In einem zweiten Teil des Konsortiums beschäftigen wir uns mit der Auslieferung der Waren: Während heute noch die Pflegekräfte dafür zuständig sind, die vorsortierten Warentüten mit den Emma-Bestellungen auf die Zimmer der Bewohner*innen zu bringen, soll auch dies in Zukunft ein humanoider Roboter übernehmen. So haben die Mitarbeitenden in der Pflege mehr Zeit für das Wesentliche: den direkten Kontakt mit den alten Menschen.
Wie sehen die nächsten Schritte für Emma im Rahmen von InCa 4D aus, was ein mögliches Geschäftsfeld in der Metropolregion angeht?
Viele Pflegeeinrichtungen in der Metropolregion kennen den Emma-Lieferdienst und seine Vorteile noch nicht. Deshalb arbeiten wir gerade aktiv daran, „Emma“ bekannter zu machen und in noch mehr Altenheimen in ganz Deutschland zum Einsatz zu bringen. Im nächsten Schritt wollen wir dann in unserem Kundenkreis Anwendungspartner für unsere Robotik-Lösung generieren.
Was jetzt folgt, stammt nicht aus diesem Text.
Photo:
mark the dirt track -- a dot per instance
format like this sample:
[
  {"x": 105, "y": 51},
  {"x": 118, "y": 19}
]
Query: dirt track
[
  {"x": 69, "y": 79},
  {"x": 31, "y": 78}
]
Unser Ziel ist es, die Emma-Anwendung auf den humanoiden Robotern unter Einhaltung ethischer, rechtlicher und sozialer Aspekte weiter zu optimieren, um das Pflegepersonal noch mehr zu entlasten und gleichzeitig die Lebensqualität der alten und pflegebedürftigen Menschen stetig zu verbessern. Dafür bleiben wir natürlich in ständigem Austausch mit den betroffenen Menschen – denn das ist und bleibt das Erfolgsrezept von Emma.